Per quanto riguarda i risultati del progetto Firewall, il 77% dei ragazzi ha dichiarato di avere apprezzato il laboratorio, al quale ha partecipato, perché ha offerto la possibilità di acquisire informazioni sui rischi che si possono correre navigando in Internet, il 68% perché ha conosciuto le potenzialità di Internet ‘che non si vedono’ e il 53,0% perché ha avuto modo di riflettere sulle differenze tra la comunicazione reale e la comunicazione digitale.
La soddisfazione dei ragazzi è stata così intensa che il 97% dei rispondenti consiglierebbe a un amico o ad un’amica di partecipare ai laboratori Firewall perché <<è una cosa diversa, fa riflettere, offre informazioni utili e stimola i ragazzi a pensare ai pericoli che alcuni di noi rischiano di correre>>.
Il 64% dei ragazzi dichiara di parlare con i genitori di quello che fa in rete e il 49% conosce qualcuno che ha avuto problemi o è stato ‘preso di mira’ su internet; al 15% dei ragazzi è capitato in prima persona.
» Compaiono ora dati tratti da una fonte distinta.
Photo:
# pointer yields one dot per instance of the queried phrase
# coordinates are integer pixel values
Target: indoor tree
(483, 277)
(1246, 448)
Cosa farebbero i ragazzi in questi casi? Nel 75% dei casi si rivolgerebbero in primo luogo ai propri genitori.
Sempre consapevoli dei rischi? Se il 65% pubblica fotografie in rete e il 24% video, ci sono altri comportamenti che, seppur meno diffusi, appaiono significativi: il 47% ha ricevuto messaggi da qualcuno che non conosceva, il 37% è stato contattato in internet da qualcuno che non conosceva, il 15% ha dato il proprio numero di cellulare a qualcuno conosciuto on line. E non sempre questi comportamenti sono stati fatti con consapevolezza.